Mr. Bradford presented the Fund Raising Report for the third quarter. He informed the board that total contributions are at 64% of annual budget.  He stated that several larger donors give in the fourth quarter, and with those, he hopes to meet budget.  He will be focusing more on fundraising during the fourth quarter.  He informed the board that the employee campaign raised $22,865, a new record.   He informed the board that he will be meeting with Banker Steel next week concerning a gift to the Great Expectation fund. 
Mr. Bradford informed the board that the scholarship committee did not meet this quarter, but will be meeting in May and June as they review and approve scholarship applications.  They would normally meet in April to decide on Honors Scholarship applications, but there were no choices to be made as there were only one qualified applicant from each school that applied.


Mr. Bradford informed the board that the governance committee members all ended up with conflicts for the meeting date and did not meet this quarter.  He did inform them that included in the board packet was the updated 2017 listing of the members with the terms and expiration dates.  He also pointed to the revised Board Feedback Form which the committee worked on at its January meeting. He will be sending that out via email soon. A new section invites directors to make suggestions for new board members, which the governance committee will be begin reviewing at their late July meeting for terms to start in January 2018.   
Mr.

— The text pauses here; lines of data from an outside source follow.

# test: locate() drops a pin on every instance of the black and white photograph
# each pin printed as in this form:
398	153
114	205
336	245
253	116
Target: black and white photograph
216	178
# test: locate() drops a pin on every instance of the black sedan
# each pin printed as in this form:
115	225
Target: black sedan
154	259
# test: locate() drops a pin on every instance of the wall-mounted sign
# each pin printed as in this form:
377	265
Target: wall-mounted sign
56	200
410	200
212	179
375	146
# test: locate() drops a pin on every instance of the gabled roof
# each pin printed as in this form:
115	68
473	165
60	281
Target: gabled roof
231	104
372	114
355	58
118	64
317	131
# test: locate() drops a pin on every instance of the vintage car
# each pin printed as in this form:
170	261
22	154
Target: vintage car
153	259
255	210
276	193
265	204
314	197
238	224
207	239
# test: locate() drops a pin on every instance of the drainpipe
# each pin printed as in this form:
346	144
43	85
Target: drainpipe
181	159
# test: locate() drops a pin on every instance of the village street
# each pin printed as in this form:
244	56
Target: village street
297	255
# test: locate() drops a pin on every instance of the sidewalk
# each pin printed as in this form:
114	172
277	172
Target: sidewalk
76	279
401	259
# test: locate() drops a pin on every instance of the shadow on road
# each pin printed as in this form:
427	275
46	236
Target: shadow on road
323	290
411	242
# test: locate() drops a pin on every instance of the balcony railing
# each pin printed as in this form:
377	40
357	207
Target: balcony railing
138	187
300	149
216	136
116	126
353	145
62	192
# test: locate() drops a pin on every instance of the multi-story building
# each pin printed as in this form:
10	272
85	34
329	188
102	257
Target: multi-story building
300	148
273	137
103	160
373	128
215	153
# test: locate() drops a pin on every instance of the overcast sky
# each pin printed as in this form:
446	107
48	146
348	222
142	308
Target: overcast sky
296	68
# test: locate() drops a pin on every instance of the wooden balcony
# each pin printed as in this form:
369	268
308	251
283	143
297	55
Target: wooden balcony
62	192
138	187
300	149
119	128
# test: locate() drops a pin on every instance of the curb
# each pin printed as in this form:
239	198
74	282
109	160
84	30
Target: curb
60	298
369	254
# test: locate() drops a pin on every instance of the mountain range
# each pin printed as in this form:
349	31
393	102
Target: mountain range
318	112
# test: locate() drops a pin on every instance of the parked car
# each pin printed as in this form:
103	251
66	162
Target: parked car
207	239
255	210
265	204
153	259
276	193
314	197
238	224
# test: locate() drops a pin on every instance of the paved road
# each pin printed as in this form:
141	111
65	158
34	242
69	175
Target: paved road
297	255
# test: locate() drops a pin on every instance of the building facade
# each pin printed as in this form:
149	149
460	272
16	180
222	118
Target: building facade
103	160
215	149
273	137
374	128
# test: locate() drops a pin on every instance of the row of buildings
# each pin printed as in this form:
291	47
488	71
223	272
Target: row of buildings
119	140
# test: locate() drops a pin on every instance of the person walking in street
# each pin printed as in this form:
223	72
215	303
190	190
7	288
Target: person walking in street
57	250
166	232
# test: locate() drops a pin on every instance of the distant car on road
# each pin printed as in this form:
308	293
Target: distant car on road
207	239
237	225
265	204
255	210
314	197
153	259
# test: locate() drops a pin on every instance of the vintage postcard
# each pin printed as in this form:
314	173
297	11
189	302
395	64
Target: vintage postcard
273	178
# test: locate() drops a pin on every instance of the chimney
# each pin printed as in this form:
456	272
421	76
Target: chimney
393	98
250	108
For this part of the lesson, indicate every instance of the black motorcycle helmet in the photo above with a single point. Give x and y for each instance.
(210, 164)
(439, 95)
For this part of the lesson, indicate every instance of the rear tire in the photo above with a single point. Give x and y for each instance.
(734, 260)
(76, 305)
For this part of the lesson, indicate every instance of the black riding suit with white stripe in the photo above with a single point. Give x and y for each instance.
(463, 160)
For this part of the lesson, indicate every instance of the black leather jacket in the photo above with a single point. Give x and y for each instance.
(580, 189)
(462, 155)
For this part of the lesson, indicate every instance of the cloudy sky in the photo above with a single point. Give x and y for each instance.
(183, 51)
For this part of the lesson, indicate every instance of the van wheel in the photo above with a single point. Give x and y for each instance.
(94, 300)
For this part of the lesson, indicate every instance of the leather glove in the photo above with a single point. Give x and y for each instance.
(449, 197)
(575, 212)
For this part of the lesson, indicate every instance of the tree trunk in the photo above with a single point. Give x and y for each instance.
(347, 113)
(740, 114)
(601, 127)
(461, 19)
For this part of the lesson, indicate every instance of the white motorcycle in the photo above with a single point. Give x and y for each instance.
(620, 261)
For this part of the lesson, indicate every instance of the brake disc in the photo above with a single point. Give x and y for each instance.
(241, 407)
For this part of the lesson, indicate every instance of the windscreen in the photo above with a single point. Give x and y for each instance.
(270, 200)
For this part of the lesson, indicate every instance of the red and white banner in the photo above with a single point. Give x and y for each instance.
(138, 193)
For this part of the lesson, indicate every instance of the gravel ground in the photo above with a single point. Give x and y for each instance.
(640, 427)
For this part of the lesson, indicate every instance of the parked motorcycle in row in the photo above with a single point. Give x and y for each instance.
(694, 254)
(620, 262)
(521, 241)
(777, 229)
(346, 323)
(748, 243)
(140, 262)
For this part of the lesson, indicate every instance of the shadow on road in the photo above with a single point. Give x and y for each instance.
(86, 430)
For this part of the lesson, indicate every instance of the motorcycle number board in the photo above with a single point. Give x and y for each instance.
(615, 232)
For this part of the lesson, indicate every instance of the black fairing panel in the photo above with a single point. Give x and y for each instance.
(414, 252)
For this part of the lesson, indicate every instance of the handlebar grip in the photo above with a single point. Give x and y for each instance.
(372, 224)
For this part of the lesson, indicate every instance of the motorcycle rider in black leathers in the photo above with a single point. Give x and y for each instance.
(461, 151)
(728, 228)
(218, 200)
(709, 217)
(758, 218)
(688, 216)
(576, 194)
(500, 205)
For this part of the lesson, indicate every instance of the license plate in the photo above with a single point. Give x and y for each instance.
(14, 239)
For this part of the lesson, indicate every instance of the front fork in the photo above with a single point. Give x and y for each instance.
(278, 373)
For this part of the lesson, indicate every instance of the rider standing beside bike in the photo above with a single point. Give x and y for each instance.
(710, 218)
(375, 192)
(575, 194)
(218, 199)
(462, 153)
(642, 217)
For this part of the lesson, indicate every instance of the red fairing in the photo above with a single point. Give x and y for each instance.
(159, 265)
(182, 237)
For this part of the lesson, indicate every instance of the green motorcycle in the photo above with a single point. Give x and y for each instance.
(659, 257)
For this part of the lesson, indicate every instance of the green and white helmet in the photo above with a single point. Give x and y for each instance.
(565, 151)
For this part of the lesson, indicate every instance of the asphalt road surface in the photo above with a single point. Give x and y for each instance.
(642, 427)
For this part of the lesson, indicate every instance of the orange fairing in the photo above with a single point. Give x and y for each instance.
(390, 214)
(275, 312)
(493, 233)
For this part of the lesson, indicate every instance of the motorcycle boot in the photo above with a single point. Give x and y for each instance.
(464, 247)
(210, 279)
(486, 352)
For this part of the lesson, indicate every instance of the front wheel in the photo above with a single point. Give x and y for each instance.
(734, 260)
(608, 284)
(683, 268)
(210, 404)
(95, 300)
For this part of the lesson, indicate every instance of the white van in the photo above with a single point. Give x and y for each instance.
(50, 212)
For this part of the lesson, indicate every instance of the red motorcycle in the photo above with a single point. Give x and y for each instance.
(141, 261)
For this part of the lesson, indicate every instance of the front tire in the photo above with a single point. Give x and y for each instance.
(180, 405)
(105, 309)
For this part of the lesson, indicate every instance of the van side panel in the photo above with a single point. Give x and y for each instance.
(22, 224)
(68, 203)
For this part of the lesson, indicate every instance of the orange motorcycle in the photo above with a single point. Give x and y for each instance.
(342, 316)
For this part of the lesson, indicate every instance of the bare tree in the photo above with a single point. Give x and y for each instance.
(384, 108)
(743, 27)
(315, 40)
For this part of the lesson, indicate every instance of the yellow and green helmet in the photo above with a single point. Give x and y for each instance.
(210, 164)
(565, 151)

Bradford stated that he appreciates all the help from the members, whether in signing letters and/or contacting donors or helping with event.  It is appreciated and is working.  He also reminded the members to take their CVCC 50th Anniversary magazine with them.  This was a year-long Project between Jill Markwood (photos and graphic design) and Irene Wheeler (copy) and has turned out very impressively.
He let them know that he is trying to wrap up the board member campaign over the next two months and depending on their past giving they could be getting solicitation letters at home and at work.


Mr. Armstrong thanked the staff for all their work.


There was no new business to report.


There being no further business, the meeting adjourned at 8:56 AM.  The next meeting is scheduled for Tuesday, August 15, 2017.